Confucius was a Chinese philosopher, poet and politician who was traditionally considered the paragon of Chinese sages. Confucius's teachings and philosophy formed the basis of East Asian culture and society, and continues to remain influential across China and East Asia.
His philosophical teachings, called Confucianism, emphasized personal and governmental morality, correctness of social relationships, justice, kindness, and sincerity. Confucianism became a part of the Chinese social fabric and way of life. His followers competed successfully with many other schools during the Hundred Schools of Thought era, only to be suppressed in favor of the Legalists during the Qin dynasty. Confucius's thoughts received official sanction in the government.
Confucius is traditionally credited with having authored or edited many of the Chinese classic texts, including all of the Five Classics, but modern scholars are cautious of attributing specific assertions to Confucius himself.

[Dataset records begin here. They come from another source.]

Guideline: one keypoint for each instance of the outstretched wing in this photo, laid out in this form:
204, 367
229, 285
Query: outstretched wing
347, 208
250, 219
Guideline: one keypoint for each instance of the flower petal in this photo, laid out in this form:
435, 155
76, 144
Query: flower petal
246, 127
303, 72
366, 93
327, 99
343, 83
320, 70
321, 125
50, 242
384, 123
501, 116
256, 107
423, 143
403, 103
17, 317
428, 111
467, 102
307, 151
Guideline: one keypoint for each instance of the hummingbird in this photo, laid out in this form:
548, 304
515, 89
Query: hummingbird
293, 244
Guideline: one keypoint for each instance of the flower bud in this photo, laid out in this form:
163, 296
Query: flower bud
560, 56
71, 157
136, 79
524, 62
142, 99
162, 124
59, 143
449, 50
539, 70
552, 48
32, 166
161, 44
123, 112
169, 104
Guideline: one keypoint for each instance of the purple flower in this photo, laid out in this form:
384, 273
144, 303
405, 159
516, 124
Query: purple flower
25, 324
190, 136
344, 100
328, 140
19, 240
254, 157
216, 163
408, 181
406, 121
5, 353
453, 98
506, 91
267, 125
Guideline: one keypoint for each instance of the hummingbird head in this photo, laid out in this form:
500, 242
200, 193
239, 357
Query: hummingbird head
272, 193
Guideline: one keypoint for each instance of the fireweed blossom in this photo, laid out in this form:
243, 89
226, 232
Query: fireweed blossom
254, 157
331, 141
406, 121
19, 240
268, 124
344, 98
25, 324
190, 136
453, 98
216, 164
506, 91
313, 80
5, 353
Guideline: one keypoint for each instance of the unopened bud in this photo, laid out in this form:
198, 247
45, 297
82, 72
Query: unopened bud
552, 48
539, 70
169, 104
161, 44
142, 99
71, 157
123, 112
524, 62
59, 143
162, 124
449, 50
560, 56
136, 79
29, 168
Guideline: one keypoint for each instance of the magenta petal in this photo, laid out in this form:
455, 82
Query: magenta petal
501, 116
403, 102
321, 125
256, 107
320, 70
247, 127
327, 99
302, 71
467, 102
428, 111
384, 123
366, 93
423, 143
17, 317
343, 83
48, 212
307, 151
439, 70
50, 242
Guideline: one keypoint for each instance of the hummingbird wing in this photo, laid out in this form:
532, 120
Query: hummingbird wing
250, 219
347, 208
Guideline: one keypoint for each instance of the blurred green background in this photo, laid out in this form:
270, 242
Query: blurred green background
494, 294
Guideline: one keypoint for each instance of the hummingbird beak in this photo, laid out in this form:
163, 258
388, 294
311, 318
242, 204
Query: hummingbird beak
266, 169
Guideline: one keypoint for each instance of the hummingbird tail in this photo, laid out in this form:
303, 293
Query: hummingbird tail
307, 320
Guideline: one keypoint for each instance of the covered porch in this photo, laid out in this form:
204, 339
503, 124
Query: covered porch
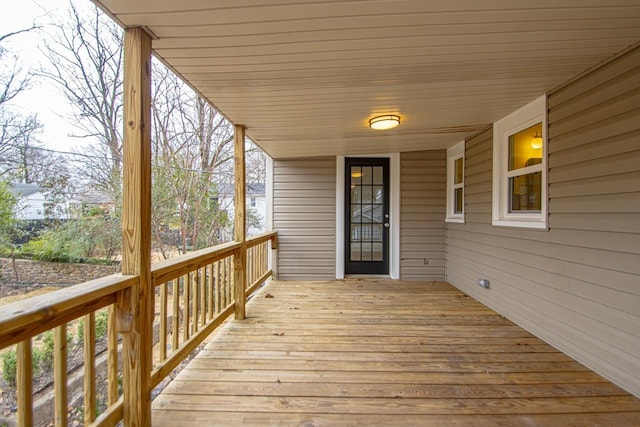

Confucius's principles have commonality with Chinese tradition and belief. He championed strong family loyalty, ancestor veneration, and respect of elders by their children and of husbands by their wives, recommending family as a basis for ideal government. He espoused the principle "Do not do unto others what you do not want done to yourself".
Pretend you’re a philosopher and write one or two easy-to-understand sentences that explain this quotation from Confucius. Ask the class (or your friends) to choose the one they think best expresses his meaning.